Quantitation of mineralization in dermal sheath of vibrissae of Abcc6−/− mice by direct chemical assay of calcium and phosphorous (A) and by computerized morphometric analysis of histopathological sections (B) in groups E to H. Data are expressed as means ± SEM. n = 5 (W/K1), 7 (acceleration), 8 (control), or 9 (acceleration + W/K1). ∗P < 0.05, ∗∗P < 0.01, and ∗∗∗P < 0.001.

Figure 5

Analysis of the mineral content in deposits in dermal sheath of vibrissae of Abcc6−/− mice on the control, acceleration, or acceleration + W/K1 diet (groups E, G, and H, respectively).

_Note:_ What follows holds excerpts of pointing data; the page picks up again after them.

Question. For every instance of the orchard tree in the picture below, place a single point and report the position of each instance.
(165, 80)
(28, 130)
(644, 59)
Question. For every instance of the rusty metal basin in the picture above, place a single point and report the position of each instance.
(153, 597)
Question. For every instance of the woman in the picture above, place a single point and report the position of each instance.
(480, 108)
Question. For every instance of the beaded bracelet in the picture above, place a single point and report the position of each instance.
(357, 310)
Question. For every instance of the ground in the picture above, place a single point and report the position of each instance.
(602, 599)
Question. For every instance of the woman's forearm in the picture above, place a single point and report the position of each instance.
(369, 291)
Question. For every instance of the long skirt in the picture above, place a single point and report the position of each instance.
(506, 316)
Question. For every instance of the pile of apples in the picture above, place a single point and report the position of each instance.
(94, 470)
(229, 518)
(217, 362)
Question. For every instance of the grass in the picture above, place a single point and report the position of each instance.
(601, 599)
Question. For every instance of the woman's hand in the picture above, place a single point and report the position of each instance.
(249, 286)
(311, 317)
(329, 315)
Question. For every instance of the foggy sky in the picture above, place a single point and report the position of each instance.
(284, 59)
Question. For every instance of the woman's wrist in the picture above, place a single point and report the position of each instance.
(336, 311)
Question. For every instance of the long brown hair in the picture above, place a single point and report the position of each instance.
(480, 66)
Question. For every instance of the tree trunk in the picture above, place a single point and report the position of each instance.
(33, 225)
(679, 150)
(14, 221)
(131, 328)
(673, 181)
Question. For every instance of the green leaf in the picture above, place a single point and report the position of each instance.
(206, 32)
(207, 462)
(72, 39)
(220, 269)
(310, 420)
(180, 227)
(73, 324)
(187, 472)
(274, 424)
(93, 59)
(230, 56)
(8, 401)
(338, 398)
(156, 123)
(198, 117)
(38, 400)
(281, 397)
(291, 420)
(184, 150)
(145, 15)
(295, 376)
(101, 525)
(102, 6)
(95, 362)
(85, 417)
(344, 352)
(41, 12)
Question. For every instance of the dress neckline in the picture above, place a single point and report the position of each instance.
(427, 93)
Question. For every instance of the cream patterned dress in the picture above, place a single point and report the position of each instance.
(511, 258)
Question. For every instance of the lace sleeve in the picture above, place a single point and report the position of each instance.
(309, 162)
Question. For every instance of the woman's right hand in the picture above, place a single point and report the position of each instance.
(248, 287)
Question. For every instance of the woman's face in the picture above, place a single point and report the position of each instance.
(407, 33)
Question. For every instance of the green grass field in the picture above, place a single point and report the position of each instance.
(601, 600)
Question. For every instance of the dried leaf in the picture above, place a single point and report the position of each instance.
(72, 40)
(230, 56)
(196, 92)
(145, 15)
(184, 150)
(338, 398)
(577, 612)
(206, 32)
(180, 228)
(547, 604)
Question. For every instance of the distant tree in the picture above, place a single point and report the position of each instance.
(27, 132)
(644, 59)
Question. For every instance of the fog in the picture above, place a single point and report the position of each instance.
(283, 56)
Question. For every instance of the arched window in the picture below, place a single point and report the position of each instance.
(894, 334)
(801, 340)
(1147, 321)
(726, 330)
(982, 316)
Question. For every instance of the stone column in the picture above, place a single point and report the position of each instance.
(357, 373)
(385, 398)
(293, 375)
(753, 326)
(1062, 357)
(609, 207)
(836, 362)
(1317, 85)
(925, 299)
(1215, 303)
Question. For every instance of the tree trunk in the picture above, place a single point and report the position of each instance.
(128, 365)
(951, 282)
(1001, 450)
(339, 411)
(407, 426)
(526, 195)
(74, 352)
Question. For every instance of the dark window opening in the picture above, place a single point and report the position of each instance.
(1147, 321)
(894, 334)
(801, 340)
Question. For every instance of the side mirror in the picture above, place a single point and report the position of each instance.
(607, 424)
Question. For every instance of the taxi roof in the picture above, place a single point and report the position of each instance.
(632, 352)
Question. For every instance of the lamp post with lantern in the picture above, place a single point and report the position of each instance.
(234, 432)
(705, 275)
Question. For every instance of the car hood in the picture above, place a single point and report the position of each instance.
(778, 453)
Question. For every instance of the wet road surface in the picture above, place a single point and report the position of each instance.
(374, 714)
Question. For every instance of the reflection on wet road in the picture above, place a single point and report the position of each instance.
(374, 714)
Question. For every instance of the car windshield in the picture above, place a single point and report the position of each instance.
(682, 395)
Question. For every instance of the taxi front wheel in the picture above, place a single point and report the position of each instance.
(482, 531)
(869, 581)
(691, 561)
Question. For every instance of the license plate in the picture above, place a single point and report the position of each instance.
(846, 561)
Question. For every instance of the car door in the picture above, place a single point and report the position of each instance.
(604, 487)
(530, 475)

Mineral deposits identified in H&E-stained sections (arrows, top row) were subjected to EDAX analysis. The elemental spectrum (row 2) revealed the presence of calcium and phosphorus as the principal ions in approximately a 2.0:1 ratio in all samples. Topographic (RADAR) mapping identified calcium and phosphorous (rows 3 and 4) in a colocalization distribution, as shown by overlay maps (bottom row). Scale bar = 200 μm. Original magnification (H&E stain), ×100.

Figure 6

Immunological demonstration of osteopontin (top row) and α-fetuin (middle row) associated with mineral deposits (arrows) in the dermal sheath of vibrissae and aorta in Abcc6−/− mice fed the control diet (group C) or the W/K1 diet (group D). Mineral deposits (arrows, bottom row) were visualized by H&E. Original magnification, ×100.

Figure 7

Analysis of cMGP and ucMGP in aorta of Abcc6−/− mice kept on the control diet (group C) or the W/K1 diet (group D). Note mineralization in von Kossa (VK)–stained sections (arrows). There was a greater abundance of ucMGP (arrow) than cMGP in group D. Original magnification, ×300.